Currently, in the worst case drivers can be sent to prison where the standard of behaviour has fallen to well below that expected of a typical driver, and perhaps elements of recklessness are involved. Similar behaviour on the part of a vehicle manufacturer, in terms of reckless disregard for safety, might be theoretically possible but it is expected manufacturers will put in place procedures to guard against this.
The Government will review the allocation of criminal and civil liability between driver and manufacturer and amend the appropriate legislation, as necessary.
To read the full report, click here.
One in four business drivers fear being replaced by driverless cars
Masternaut has carried out a survey with 2,000 business drivers to find out their attitudes towards driverless cars and the effect this will have on their job in the future.
The results show that:
- One in four business drivers are concerned that they’ll be replaced by autonomous vehicles in their working lifetime
- Over half (55%) of business drivers aged 25-34 said they were concerned that they will be replaced by driverless cars in their working lifetime. Those aged 35 and over are less concerned, with only 34% of 35-44 year olds and 12% of 45-54 year olds worried that autonomous vehicles will replace them
When asked about the biggest barriers for entry for driverless cars rolling out onto UK roads:
- 41% believe integration with regular vehicles
- 37% said updating road infrastructure
- 34% mentioned insurance and liability issues
- 33% of drivers are apprehensive about viruses and computer glitches affecting the car’s performance
- 30% said changes to driving regulations would present a stumbling block to autonomous vehicles
When asked about working with autonomous vehicles in the future:
- 15% of professional drivers said that they wouldn’t like it and they would change jobs
- 23% said that wouldn’t like it but would stay in their job.
- 9% business drivers said that they would prefer working with autonomous vehicles
For more information visit Masternaut website.
Van drivers fail mobile phone test
A study on behalf of the Department for Transport by the Transport Research Laboratory into the prevalence of illegal mobile phone use while driving has been released. The TRL has said that the data gives greater understanding of who is using mobile phones while driving and for what purpose, and how this can then be used to support future policy development.
The figures show in 2014, 1.1% of drivers in England and Scotland were observed holding a phone in their hand with a further 0.5% observed holding the phone to their ear. This equates to more than 470,000 motorists.
A higher proportion of drivers in England and Scotland were observed using a hand-held mobile phone when stationary (2.3%) than in moving traffic (1.6%).
The figures show that more men than women use a hand-held phone, and that van drivers were the most likely group to be seen doing it at 2.7% - almost twice the rate for car drivers.

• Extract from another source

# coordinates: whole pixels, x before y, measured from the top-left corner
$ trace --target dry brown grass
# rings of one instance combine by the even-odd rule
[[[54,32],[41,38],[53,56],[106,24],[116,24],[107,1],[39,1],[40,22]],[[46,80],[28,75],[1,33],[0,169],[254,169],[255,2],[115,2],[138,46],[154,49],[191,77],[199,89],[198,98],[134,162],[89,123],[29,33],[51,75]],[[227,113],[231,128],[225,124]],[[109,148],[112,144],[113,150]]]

Meanwhile 5.2 % of young drivers aged 17-29 were seen holding a mobile phone making them by far the biggest group by age.
To read the Statistical Release click here.
FREE ScORSA Resources
The Scottish Occupational Road Safety Alliance (ScORSA) has revamped their items for change for 2015. We now produce A4 notepads to compliment the very popular A6 notepads, both of which feature various road safety messages.
This year we have also reintroduced the very popular wind up torches and chamois style cloths which also feature our new campaign ethos of Come Home Safe. As a way of supporting your efforts to improve occupational road risk, all these resources are free of charge to all ScORSA members.